Ram/Dodge does not manufacture bearings, they are outsourced from the cheapest vendor they can find. So OEM in this case means nothing.
That's not a completely valid statement. At all. They probably do outsource the bearing mfgr as do most manufacturers, that part is true. But the rest isn't true. It's a common myth.
There is a Chrysler specification vendors have to meet. Not all vendors can meet that. Then only certain 'approved' vendors with known 'good' quality track records and financial stability are considered. Bearings are 'graded' after they are produced from lower quality to higher quality. The lower quality bearings will be sold off to other purchasers, the bearings which meet a certain spec can be used. I used to do a lot of engineering projects with Borg Warner for many years, and knew the plant mgr pretty well. We'd had many "this is how it works" discussions about how they go about making parts for new cars and pricing up new parts/components. Price is important but it's not the only factor.

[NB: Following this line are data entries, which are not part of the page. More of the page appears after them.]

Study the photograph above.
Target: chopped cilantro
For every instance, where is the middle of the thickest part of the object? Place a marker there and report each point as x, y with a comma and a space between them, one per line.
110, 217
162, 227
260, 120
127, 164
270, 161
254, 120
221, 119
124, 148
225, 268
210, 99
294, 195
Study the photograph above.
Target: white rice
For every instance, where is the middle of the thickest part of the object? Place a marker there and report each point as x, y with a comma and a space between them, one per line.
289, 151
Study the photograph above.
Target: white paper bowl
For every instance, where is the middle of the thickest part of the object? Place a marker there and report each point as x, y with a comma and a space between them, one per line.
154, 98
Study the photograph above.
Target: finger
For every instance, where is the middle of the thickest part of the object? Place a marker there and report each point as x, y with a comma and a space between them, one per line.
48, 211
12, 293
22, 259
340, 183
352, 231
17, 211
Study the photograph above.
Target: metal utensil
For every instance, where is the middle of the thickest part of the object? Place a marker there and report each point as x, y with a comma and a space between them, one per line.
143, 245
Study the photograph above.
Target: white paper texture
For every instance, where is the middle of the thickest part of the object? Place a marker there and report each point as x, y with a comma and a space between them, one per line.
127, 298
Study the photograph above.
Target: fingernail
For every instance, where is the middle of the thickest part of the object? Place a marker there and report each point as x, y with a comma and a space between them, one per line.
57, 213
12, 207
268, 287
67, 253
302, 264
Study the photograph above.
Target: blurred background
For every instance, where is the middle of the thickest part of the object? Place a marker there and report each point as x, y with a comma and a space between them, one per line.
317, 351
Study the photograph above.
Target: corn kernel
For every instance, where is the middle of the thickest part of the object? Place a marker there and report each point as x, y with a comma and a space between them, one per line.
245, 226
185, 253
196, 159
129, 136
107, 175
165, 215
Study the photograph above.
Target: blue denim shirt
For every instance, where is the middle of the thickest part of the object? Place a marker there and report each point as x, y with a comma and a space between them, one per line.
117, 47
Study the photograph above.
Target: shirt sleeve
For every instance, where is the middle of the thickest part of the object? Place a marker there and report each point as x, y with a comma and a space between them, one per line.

If what you said was the case, vehicles would all be made from the cheapest Dorman and Chinese products which would have an astronomical failure rate (and customers wouldn't buy their products).
Even within any bearing mfgr's line, the same bearing part number there are various bearing grades and different parts associated with the tighter vs the lower grade.
Off-roaders know cheap bearing/hubs don't last. Compare a quality GM original replacement hub to even a good Chinese hub and the quality differences are rather stark. Last OReiilly's hub I bought (wasn't even the 'cheap' one) had .006" runout at the outer hub face out of the box. My brother has bought cheap hubs which had 'freeplay' after it was installed. LOL Your Timkin recommendation is probably pretty good, but they're not the 'cheapest' hubs.